General guidelines for agentic evaluation runs

  • Release version: Xanadu
  • Updated April 8, 2025
  • 1 minute to read
  • Learn about agentic evaluation runs and different recommendations for evaluating your agentic workflows against datasets to check for completion, performance, and tool execution.

    Overview of agentic evaluation runs

    Evaluation runs for agentic workflows evaluate agentic workflow executions for different metrics, such as task completion, performance, and tool execution. You can create datasets using logs for agentic workflows.

    When to run agentic evaluations

    Run after you have collected enough data.
    Evaluation runs are measured against logs of agentic workflow activity on your instance.
    Run agentic evaluations when you make significant changes.
    After making updates to the agentic workflow, you can execute an agentic evaluation run to track the efficacy of the new version.

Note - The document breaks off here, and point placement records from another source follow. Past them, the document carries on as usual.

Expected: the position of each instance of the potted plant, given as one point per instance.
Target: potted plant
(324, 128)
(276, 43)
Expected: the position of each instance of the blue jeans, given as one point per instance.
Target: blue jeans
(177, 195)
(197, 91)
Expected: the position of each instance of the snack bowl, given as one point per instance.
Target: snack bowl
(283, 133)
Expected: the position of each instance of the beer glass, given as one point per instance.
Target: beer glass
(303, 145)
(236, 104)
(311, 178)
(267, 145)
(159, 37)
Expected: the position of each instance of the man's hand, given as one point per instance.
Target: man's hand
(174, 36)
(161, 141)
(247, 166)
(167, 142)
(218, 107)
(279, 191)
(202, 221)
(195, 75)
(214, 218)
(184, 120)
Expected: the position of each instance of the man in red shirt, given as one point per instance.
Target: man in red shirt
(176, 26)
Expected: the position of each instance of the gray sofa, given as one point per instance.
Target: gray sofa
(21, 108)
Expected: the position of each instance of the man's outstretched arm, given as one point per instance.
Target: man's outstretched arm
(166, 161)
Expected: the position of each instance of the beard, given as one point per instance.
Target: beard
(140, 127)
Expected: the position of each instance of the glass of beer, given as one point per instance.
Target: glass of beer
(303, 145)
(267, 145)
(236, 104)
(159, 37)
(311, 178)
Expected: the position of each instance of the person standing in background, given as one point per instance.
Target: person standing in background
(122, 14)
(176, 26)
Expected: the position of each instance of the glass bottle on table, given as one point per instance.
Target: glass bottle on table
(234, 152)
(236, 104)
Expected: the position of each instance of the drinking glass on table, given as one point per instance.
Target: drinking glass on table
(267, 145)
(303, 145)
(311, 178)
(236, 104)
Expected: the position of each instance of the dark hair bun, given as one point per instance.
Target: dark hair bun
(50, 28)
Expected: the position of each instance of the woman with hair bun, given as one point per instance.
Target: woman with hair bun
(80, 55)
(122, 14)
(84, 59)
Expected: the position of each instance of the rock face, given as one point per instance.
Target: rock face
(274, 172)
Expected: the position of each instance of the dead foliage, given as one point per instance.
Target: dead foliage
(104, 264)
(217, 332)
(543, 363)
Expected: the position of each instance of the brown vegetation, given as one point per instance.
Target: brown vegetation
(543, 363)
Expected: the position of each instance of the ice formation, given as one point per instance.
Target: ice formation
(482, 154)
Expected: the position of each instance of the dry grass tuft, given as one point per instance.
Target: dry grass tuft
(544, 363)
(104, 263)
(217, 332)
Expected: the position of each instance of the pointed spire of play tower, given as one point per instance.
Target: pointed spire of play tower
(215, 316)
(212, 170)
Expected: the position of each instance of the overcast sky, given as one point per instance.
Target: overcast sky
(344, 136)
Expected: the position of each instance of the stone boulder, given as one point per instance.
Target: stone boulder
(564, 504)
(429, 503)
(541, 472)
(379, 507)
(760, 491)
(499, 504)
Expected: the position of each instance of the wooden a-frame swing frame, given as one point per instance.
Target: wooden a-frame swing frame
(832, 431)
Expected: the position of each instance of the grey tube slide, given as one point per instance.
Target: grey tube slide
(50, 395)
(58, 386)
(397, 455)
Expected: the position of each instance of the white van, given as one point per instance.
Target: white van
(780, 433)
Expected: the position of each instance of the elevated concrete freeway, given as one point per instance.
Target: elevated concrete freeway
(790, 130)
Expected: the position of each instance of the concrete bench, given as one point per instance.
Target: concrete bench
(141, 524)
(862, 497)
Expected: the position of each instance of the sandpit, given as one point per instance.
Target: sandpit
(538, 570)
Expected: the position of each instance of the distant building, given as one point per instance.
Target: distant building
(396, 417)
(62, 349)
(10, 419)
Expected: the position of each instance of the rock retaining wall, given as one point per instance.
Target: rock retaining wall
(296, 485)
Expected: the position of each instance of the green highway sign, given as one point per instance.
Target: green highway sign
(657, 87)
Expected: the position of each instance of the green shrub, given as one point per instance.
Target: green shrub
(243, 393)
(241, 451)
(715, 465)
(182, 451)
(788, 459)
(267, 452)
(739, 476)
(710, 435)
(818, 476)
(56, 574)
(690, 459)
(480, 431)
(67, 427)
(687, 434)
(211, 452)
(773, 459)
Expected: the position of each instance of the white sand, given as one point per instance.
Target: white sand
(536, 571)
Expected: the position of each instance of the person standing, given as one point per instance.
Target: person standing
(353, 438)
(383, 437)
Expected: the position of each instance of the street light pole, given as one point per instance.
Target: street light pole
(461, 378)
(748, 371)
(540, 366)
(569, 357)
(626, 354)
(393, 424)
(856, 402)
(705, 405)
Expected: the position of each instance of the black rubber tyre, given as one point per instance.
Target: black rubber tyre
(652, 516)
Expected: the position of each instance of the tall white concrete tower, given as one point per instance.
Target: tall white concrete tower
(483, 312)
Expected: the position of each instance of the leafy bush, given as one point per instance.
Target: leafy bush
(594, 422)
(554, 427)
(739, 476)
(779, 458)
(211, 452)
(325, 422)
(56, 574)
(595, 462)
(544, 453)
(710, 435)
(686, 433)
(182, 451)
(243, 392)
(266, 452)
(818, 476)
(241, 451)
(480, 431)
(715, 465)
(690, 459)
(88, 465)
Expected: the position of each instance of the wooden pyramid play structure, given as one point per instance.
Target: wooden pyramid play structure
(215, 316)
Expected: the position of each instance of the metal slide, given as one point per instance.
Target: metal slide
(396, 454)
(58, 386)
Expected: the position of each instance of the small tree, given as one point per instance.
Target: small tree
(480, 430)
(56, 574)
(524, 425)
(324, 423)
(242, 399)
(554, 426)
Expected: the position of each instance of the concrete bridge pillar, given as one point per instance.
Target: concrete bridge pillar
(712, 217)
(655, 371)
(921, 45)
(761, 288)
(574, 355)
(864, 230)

    Choosing an evaluation method

    Review the evaluation method options.
    The agentic evaluation Guided Setup provides information about each evaluation method, including what they’re measuring and how they work. You can also review the common questions in the sidebar for answers about the available metrics.
    Use multiple evaluation methods at a time.
    Choosing multiple evaluation methods can provide a better overall picture of the agentic workflow's performance.

    Creating a dataset

    Use filters to target the right data.
    Add filters to the execution logs to control exactly what you're measuring your agentic workflow against. Filter different time frames to verify that you're measuring the latest version of a workflow. You can select See preview to see a list of records. You can also use the check boxes to select individual records to measure against.